Trump Announces Tariffs on Countries Supplying Oil to Cuba

Washington moves to tighten pressure on Havana as Trump’s seeks regime change

Brian Wellbrock

U.S. President Donald Trump signed an executive order on Thursday declaring a national emergency and authorizing tariffs on goods from countries that supply oil to Cuba, part of an expanded campaign to isolate Havana economically and politically amid ongoing efforts aimed at regime change.

Under the order, the United States may impose additional tariffs on imports from any country that directly or indirectly provides oil to Cuba, with rules and implementation details to be drawn up by the U.S. State and Commerce Departments. The measure is framed in the White House text as necessary to protect U.S. “national security and foreign policy” from what Washington describes as “malign actions and policies” by the Cuban government.

Cuba has been struggling with a deepening oil crisis since Venezuelan deliveries—historically its main source of fuel—effectively ceased in December amid a U.S. blockade and the capture of Venezuelan President Nicolás Maduro earlier this month. Financial Times reporting estimates that Cuba has only around 15–20 days of oil reserves remaining at current consumption levels, sparking concerns about widespread disruption if imports do not resume.
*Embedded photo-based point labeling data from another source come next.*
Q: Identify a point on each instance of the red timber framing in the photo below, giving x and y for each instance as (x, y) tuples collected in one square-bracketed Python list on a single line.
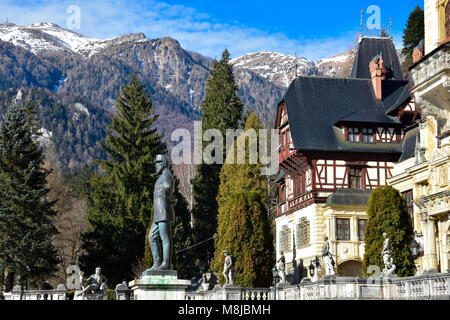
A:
[(409, 112), (330, 175), (325, 171), (359, 133)]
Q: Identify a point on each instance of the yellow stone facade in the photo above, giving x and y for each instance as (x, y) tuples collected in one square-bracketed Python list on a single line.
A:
[(435, 31), (426, 173)]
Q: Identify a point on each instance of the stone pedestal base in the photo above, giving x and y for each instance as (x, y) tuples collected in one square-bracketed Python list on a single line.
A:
[(159, 285)]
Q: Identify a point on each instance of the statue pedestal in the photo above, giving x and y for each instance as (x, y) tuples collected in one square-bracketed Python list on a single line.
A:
[(159, 285)]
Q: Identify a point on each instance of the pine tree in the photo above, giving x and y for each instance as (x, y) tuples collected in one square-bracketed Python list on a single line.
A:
[(122, 198), (132, 145), (388, 213), (414, 32), (244, 228), (184, 262), (222, 109), (26, 216)]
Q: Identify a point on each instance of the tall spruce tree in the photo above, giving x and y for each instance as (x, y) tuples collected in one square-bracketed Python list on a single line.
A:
[(244, 229), (222, 109), (184, 261), (413, 33), (121, 201), (132, 145), (26, 216), (388, 213)]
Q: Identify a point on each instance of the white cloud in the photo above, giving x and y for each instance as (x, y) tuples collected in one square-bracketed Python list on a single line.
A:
[(194, 30)]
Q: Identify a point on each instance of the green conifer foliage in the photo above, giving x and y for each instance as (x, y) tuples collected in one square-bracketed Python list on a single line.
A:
[(222, 109), (413, 33), (132, 145), (243, 223), (388, 213), (121, 200), (26, 216)]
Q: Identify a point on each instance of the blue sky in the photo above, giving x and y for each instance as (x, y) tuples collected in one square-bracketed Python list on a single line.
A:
[(313, 29)]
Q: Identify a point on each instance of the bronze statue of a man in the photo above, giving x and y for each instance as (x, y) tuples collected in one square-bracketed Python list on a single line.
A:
[(163, 215)]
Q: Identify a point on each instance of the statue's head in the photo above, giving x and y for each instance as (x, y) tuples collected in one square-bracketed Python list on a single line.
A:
[(161, 163)]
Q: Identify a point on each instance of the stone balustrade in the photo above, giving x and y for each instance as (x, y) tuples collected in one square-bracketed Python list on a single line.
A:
[(18, 294), (424, 287)]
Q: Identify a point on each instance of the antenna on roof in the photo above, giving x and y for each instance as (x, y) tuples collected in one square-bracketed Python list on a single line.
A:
[(390, 27), (296, 64), (362, 19)]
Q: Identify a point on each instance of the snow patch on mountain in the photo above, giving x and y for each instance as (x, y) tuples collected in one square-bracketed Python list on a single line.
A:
[(80, 107), (49, 36), (275, 67)]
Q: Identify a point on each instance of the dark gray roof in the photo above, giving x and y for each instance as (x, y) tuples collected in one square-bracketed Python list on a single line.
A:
[(280, 177), (350, 197), (368, 48), (314, 105), (409, 143), (395, 93), (375, 115)]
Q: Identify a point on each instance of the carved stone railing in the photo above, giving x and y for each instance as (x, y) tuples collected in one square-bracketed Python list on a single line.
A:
[(18, 294), (231, 293)]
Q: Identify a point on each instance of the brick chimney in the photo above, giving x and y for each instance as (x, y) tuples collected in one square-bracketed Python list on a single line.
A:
[(377, 73)]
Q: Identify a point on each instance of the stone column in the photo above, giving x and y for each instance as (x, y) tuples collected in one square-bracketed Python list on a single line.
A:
[(429, 258)]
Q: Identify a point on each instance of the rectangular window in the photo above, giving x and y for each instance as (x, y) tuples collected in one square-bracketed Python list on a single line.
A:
[(342, 229), (367, 135), (408, 196), (362, 223), (353, 134), (354, 178)]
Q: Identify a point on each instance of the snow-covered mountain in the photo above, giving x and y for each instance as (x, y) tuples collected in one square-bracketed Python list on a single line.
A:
[(337, 66), (280, 69), (46, 36), (276, 67)]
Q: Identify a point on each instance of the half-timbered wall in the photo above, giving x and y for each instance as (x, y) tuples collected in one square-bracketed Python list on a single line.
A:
[(333, 174)]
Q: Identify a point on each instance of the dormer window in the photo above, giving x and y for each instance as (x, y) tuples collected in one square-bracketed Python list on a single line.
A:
[(358, 134), (353, 135), (367, 135)]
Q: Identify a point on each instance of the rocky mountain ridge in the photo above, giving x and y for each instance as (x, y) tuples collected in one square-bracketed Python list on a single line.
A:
[(81, 76)]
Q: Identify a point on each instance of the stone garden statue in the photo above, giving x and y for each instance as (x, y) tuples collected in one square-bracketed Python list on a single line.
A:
[(281, 267), (328, 258), (96, 283), (163, 215), (389, 266), (227, 270)]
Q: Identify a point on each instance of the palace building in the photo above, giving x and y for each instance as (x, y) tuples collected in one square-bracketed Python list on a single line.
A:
[(422, 173), (340, 138)]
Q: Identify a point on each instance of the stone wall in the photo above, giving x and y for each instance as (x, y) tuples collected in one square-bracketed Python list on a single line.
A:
[(425, 287)]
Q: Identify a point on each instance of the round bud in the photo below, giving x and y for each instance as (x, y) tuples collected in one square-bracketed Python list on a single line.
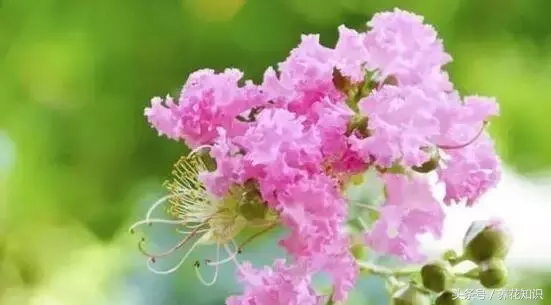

Mexico, which has become a key alternative supplier, provided a shipment of roughly 84,900 barrels earlier this month, although future deliveries are uncertain amid concerns about possible repercussions from Washington. Mexican President Claudia Sheinbaum has insisted that decisions on oil shipments are based on sovereign considerations, and not direct U.S. pressure, while also declining to confirm whether exports will continue.

Cuba previously depended heavily on Venezuela for oil under long-standing preferential arrangements, sometimes receiving around two-thirds of its needed supply. With the Venezuelan flow disrupted and Mexican deliveries fluctuating, the island’s energy infrastructure and basic services have experienced intensifying strain, including long blackouts and uncertainty over fuel for critical uses.

The tariff authority granted by the executive order does not automatically implement levies but enables U.S. officials to identify and penalize countries that continue providing fuel to Cuba. No specific tariff rates or target countries were detailed at the time of signing, and it remains unclear how the mechanism will be applied in practice.

The broader geopolitical backdrop includes Washington’s effort to expand influence in the region and to end longstanding ties between Havana and its traditional partners. Cuba’s leadership has criticized the measure, rejecting U.S. claims of authority to impose conditions on its external economic relations, framing the action as coercive and outside international norms.